Draw a line segment AB of length 5 cm.
At point A, construct a perpendicular line (a 90° angle).
On this perpendicular, measure and mark point D such that AD = 3 cm.
At point B, construct another perpendicular line.
On this perpendicular, measure and mark point C such that BC = 3 cm.
Join points D and C. ABCD is the required rectangle with an area of 5 cm \( \times \) 3 cm = 15 sq. cm.
Step 2: Construct the Square of Equal Area
This construction finds the geometric mean (mean proportional) of the length and width of the rectangle. The result will be the side length of the required square.
Extend the line segment AB to the right.
On this extended line, mark a point E such that the length of BE is equal to the width of the rectangle (BC), which is 3 cm. The total length of AE is now 5 cm + 3 cm = 8 cm.
Find the midpoint of the new line segment AE. To do this, construct its perpendicular bisector. Let the midpoint be M.

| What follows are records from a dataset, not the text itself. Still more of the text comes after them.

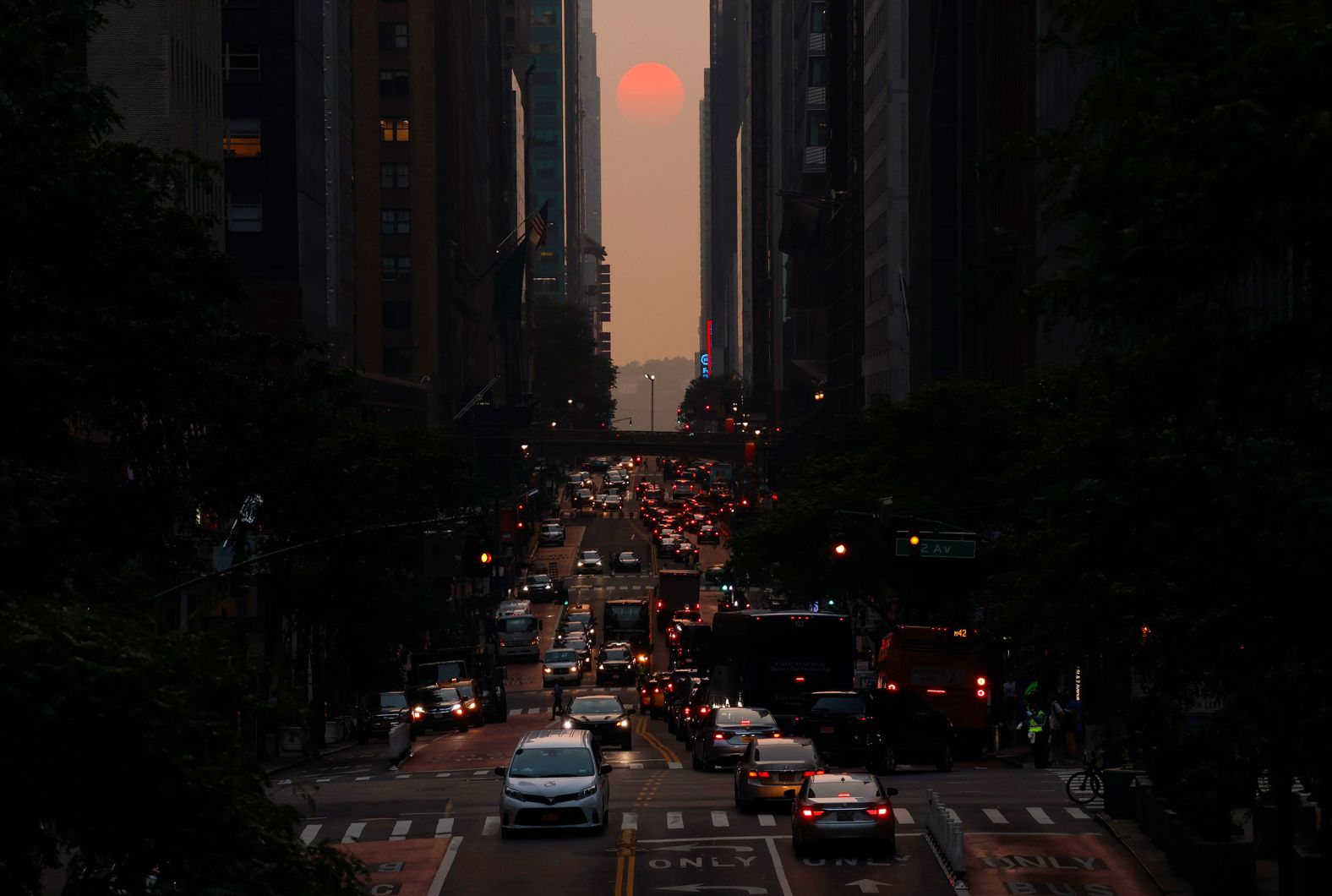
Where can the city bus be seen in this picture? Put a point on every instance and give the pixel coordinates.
(945, 666)
(772, 659)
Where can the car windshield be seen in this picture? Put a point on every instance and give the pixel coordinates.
(565, 762)
(839, 786)
(778, 751)
(842, 704)
(596, 704)
(516, 625)
(745, 717)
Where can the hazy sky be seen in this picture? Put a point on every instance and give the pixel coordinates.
(649, 178)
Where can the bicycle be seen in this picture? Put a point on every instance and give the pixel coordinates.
(1086, 786)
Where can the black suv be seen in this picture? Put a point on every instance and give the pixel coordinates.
(882, 729)
(379, 711)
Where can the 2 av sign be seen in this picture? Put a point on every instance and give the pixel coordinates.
(957, 550)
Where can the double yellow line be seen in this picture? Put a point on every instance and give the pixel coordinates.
(625, 845)
(668, 754)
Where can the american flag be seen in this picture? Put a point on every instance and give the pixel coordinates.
(537, 227)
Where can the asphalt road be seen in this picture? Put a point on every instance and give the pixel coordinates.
(430, 826)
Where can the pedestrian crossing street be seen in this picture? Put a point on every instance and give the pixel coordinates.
(688, 823)
(1063, 775)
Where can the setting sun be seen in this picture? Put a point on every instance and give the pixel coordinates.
(650, 95)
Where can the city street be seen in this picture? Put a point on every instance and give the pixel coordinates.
(673, 828)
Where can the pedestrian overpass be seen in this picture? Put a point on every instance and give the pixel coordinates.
(575, 444)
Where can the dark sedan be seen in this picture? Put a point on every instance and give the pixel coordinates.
(603, 715)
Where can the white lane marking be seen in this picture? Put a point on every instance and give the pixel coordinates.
(777, 867)
(437, 884)
(1040, 814)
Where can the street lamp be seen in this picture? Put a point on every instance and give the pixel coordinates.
(652, 417)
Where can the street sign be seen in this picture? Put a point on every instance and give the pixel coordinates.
(943, 548)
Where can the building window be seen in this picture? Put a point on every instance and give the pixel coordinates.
(393, 81)
(242, 139)
(396, 269)
(393, 35)
(396, 316)
(240, 63)
(395, 221)
(244, 213)
(397, 361)
(395, 176)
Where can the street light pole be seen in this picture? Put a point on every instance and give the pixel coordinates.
(652, 418)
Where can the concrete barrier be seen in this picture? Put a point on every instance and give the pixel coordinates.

With M as the center and MA (or ME) as the radius, draw a semicircle on AE as the diameter.
Extend the side BC of the rectangle upwards until it intersects the semicircle. Label this intersection point F.
The length of the line segment BF is the side length of the required square. (The area of this square will be BF\(^2\), which is equal to AB \( \times \) BE = 5 \( \times \) 3 = 15 sq. cm).
To complete the construction, draw the square. Let's call it BGHF. Draw a line segment BG perpendicular to AB at B, such that BG = BF. Complete the square by drawing sides GH and HF, both equal in length to BF.
The square BGHF has the same area as the rectangle ABCD.